Citigroup Inc. and Bank of America Corp. tumbled to 13-year intraday lows Thursday before erasing some of those declines as gloomy economic reports exacerbated general market fears and investors contemplated changes to the Treasury's bailout plan.

Separately, Citigroup's board issued a statement signaling support for its chairman, Sir Win Bischoff, after reports surfaced about tension among the bank's directors.

Citigroup shares were recently down 6.4%, or 59 cents, to $9.05, after closing in the single digits for the first time in 12 years on Wednesday. Bank of America dropped 2.2%, or 38 cents, to $16.62 after having fallen as much as 13% earlier Thursday, and losing 9% the day before.

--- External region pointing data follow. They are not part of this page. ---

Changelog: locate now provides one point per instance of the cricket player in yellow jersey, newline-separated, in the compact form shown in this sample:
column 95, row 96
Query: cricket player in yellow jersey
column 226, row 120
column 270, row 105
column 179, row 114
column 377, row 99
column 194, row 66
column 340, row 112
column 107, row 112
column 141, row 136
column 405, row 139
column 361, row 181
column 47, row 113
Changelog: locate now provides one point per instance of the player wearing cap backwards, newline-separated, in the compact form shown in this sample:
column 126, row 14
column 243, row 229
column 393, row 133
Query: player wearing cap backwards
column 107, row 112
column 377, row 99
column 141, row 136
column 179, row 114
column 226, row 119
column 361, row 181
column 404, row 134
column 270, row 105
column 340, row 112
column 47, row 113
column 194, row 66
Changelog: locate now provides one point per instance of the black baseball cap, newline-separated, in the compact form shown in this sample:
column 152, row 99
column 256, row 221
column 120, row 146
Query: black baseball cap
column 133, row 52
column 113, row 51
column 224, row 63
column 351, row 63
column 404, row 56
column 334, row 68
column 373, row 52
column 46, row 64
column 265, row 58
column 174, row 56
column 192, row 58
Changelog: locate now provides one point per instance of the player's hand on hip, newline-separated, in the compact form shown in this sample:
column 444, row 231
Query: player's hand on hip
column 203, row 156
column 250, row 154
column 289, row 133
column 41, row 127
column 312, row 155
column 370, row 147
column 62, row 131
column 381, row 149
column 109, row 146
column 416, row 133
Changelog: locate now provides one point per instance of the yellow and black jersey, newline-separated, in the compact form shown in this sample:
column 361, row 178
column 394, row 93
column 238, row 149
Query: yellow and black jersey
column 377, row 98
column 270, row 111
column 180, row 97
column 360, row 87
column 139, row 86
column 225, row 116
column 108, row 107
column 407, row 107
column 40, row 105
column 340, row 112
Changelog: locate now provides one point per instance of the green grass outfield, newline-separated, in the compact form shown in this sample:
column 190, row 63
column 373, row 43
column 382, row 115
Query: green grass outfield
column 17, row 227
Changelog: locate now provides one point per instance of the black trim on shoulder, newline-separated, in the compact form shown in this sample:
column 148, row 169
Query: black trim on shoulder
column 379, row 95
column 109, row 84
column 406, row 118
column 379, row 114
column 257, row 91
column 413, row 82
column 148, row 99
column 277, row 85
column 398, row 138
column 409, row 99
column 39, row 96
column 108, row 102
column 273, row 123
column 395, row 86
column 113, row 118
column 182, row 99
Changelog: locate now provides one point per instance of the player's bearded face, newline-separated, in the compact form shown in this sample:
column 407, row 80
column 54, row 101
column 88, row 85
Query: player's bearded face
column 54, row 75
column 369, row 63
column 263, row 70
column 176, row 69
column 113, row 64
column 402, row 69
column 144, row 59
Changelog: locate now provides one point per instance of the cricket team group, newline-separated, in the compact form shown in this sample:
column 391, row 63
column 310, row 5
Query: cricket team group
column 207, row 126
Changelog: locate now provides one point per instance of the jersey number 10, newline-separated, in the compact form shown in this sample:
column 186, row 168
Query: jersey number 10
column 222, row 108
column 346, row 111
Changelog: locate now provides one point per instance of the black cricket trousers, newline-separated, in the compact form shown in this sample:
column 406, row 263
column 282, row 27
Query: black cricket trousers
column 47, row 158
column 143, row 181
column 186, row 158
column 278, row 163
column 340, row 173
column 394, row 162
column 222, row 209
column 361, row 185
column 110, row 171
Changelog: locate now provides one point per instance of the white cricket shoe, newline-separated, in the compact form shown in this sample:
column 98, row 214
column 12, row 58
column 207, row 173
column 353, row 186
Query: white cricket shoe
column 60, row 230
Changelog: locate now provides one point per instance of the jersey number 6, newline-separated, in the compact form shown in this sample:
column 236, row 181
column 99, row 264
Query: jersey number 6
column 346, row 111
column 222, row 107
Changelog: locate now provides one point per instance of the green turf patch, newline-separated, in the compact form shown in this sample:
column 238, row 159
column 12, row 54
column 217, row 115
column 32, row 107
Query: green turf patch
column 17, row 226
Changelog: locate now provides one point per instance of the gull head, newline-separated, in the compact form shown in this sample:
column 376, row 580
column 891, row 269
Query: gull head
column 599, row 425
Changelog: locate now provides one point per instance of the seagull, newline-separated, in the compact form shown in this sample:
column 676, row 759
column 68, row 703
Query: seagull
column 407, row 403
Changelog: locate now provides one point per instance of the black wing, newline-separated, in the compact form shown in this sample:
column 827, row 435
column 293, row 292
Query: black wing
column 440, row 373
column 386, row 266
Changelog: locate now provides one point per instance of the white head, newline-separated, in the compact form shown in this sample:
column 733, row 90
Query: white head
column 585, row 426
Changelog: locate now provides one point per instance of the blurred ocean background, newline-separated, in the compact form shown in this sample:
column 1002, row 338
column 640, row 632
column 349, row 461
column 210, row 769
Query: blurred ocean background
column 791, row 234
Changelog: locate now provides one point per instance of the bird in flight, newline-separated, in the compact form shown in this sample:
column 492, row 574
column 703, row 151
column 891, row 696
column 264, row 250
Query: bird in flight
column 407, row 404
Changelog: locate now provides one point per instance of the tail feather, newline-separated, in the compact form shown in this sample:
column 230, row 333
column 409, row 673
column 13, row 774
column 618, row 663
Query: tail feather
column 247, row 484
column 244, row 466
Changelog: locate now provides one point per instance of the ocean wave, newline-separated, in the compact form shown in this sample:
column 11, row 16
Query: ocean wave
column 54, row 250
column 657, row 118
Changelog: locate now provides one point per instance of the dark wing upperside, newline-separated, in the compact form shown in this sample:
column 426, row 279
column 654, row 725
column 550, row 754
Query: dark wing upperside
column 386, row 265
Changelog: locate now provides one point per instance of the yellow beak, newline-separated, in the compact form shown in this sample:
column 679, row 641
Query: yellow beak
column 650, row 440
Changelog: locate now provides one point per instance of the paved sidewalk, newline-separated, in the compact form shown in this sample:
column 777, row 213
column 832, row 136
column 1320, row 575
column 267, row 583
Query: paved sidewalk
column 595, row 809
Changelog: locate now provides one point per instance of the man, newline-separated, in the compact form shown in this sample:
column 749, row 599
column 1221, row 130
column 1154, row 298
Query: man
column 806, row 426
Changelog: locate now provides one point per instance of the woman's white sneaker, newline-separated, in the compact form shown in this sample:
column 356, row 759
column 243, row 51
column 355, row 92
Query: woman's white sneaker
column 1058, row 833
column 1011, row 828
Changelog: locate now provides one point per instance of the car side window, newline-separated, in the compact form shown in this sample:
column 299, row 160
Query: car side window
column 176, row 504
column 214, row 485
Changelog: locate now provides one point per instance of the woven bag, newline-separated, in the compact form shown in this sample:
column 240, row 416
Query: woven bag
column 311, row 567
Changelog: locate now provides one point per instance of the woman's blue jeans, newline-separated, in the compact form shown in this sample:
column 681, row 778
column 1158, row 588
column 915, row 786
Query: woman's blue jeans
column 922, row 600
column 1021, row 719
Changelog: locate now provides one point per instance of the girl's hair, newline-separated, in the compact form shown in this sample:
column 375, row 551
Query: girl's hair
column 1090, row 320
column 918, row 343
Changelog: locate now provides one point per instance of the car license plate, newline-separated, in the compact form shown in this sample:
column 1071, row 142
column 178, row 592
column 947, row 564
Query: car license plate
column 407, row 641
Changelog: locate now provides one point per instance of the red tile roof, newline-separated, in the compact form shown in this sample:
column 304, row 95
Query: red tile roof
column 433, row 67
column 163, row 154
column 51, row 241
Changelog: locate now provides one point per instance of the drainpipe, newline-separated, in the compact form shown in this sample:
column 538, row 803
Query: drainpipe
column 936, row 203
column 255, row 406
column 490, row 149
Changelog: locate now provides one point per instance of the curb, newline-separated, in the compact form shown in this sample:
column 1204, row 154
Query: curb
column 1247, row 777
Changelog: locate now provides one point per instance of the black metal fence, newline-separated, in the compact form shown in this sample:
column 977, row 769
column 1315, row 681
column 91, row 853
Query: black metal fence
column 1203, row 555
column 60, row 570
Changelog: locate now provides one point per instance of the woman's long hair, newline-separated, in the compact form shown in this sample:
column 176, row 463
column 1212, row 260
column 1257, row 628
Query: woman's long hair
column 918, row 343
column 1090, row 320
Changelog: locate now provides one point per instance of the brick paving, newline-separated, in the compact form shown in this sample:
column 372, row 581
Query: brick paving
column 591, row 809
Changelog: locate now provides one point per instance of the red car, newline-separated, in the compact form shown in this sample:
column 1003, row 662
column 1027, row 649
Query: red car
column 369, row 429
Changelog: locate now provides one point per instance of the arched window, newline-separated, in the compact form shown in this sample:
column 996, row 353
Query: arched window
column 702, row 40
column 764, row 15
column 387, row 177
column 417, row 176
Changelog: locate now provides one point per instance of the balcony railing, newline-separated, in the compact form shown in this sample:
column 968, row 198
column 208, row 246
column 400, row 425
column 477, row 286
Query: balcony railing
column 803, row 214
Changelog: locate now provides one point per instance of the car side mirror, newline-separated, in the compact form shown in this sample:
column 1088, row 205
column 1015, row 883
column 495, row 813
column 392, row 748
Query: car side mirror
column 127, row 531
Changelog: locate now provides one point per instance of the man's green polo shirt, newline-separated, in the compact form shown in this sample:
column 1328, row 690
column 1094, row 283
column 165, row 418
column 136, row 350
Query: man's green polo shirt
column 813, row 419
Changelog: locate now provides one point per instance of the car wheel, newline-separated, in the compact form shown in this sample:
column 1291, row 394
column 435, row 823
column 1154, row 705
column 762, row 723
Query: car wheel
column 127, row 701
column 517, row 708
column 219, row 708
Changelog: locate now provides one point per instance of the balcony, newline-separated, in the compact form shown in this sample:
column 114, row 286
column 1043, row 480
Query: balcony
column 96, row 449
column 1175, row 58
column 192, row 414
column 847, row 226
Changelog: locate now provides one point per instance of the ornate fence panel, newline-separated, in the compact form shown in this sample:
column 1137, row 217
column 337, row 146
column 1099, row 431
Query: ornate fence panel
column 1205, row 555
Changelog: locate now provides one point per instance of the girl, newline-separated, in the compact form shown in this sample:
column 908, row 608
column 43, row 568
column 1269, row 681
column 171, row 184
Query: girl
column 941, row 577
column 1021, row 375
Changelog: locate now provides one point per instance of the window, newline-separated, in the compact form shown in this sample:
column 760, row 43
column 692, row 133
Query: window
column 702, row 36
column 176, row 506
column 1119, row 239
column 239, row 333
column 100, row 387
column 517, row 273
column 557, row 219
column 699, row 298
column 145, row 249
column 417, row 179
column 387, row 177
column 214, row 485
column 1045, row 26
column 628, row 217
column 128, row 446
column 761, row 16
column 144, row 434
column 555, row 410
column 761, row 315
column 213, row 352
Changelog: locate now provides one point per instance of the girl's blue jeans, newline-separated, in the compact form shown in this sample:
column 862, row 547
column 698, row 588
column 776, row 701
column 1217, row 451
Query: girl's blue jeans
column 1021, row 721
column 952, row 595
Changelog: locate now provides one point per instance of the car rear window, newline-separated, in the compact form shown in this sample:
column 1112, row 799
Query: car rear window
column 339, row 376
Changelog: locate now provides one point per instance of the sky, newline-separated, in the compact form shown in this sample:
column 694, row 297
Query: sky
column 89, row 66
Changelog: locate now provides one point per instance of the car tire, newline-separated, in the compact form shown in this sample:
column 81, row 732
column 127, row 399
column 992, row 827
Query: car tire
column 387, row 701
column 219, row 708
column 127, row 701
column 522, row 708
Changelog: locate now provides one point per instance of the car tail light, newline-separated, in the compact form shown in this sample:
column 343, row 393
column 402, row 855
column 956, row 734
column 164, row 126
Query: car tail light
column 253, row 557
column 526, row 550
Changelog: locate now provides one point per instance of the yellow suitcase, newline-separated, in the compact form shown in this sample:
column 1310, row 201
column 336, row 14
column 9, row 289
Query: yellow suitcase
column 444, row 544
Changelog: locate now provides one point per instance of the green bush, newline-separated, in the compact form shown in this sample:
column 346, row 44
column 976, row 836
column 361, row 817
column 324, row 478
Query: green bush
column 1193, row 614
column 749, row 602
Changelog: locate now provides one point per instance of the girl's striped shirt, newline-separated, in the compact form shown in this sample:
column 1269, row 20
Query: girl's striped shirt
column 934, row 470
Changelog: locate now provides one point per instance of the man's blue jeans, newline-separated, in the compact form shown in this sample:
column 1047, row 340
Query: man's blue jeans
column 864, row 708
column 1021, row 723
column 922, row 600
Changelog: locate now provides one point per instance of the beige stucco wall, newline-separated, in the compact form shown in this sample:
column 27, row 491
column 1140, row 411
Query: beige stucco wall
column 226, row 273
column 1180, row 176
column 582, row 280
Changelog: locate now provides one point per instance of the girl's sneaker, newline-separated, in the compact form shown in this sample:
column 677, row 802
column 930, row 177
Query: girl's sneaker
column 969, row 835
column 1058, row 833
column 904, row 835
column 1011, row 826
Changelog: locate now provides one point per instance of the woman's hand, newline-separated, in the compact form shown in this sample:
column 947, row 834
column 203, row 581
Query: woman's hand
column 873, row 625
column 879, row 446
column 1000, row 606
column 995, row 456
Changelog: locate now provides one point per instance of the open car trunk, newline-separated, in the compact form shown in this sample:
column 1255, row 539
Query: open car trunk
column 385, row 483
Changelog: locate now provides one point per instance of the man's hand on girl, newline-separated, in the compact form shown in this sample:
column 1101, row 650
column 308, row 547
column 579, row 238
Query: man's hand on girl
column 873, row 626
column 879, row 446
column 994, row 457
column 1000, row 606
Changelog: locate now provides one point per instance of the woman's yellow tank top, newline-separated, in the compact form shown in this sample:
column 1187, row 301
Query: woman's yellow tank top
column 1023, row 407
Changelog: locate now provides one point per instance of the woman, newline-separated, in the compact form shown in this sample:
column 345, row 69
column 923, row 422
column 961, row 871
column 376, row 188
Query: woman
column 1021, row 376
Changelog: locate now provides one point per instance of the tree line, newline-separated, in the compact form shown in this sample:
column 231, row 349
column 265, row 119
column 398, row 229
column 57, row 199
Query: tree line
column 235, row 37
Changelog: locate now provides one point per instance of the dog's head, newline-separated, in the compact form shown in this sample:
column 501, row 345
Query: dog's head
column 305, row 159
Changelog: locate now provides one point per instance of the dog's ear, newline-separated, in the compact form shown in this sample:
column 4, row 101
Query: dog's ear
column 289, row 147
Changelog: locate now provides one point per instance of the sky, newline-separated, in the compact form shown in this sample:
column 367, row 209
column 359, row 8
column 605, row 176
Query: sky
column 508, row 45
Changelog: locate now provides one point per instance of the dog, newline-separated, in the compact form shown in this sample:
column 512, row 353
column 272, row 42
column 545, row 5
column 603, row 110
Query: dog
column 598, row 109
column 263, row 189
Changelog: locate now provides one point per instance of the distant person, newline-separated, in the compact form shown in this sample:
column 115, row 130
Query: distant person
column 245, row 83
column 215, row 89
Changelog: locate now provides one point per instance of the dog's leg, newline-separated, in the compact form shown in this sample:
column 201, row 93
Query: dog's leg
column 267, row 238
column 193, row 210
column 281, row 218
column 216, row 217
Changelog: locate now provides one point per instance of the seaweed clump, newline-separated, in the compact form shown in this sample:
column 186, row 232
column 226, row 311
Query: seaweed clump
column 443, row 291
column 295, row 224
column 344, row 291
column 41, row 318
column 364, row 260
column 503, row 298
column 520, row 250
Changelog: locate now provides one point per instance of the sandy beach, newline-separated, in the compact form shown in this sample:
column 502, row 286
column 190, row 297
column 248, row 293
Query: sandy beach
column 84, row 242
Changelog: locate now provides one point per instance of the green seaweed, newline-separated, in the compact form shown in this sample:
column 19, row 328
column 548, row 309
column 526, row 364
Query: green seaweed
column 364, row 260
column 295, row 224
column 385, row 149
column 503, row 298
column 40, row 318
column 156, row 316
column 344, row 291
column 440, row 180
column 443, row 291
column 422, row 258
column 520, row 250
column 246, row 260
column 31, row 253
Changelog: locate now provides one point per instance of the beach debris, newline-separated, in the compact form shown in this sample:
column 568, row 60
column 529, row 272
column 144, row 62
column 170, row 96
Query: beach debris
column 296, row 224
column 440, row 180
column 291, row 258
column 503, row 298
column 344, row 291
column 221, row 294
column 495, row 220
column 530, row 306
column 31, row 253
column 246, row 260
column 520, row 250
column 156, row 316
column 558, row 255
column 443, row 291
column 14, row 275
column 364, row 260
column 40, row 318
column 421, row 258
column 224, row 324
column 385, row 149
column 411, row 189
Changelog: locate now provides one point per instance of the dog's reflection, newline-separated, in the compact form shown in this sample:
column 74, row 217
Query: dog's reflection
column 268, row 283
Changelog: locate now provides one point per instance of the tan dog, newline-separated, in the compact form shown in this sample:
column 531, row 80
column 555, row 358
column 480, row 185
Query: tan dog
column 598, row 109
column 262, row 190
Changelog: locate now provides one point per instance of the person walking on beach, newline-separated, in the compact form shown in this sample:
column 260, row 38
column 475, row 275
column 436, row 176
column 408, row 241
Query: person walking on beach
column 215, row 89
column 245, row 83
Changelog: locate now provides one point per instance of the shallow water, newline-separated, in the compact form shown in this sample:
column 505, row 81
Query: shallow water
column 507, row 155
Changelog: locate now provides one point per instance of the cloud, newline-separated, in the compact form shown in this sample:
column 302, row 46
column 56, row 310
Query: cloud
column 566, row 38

U.S. Treasury Secretary Henry Paulson on Wednesday signaled the department is gearing up to enter the second phase of its $700 billion bailout plan and that it's likely to scrap the original proposal to buy up troubled assets from the balance sheets of banks. Investors had been hoping that the Treasury's purchase of troubled assets would free large banks from their dead weight.

Citigroup spokeswoman Shannon Bell said Paulson's announcement wouldn't change their plans.

"The details of the TARP investment program were not fully finalized; as such we had no specific plans to utilize the program for asset purchases, and therefore the changes yesterday do not affect Citi," she said.

Bank of America couldn't be reached immediately for comment.

Meanwhile, Citigroup on Thursday signaled its continuing support for Bischoff in response to a Wall Street Journal report citing people familiar with the matter that indicated some board members were weighing Bischoff's removal.

"The Board of Directors of Citigroup Inc. today reiterated its full support for the company's chairman, Sir Win Bischoff, and said it looks forward to his continued leadership," Citi said in a statement. "This morning's Wall Street Journal report to the contrary is completely erroneous."

The overall economy took another hit Thursday when weekly claims for state unemployment benefits rose much more than expected.

Initial claims for jobless benefits jumped 32,000 to a seasonally adjusted 516,000 in the week ended Nov. 8, the Labor Department said Thursday. That is the highest since Sept. 29, 2001. Economists surveyed by Dow Jones Newswires had expected claims to rise only 4,000.

Rising unemployment numbers could pressure loan delinquencies higher and broader recessionary figures could push more commercial loans into default.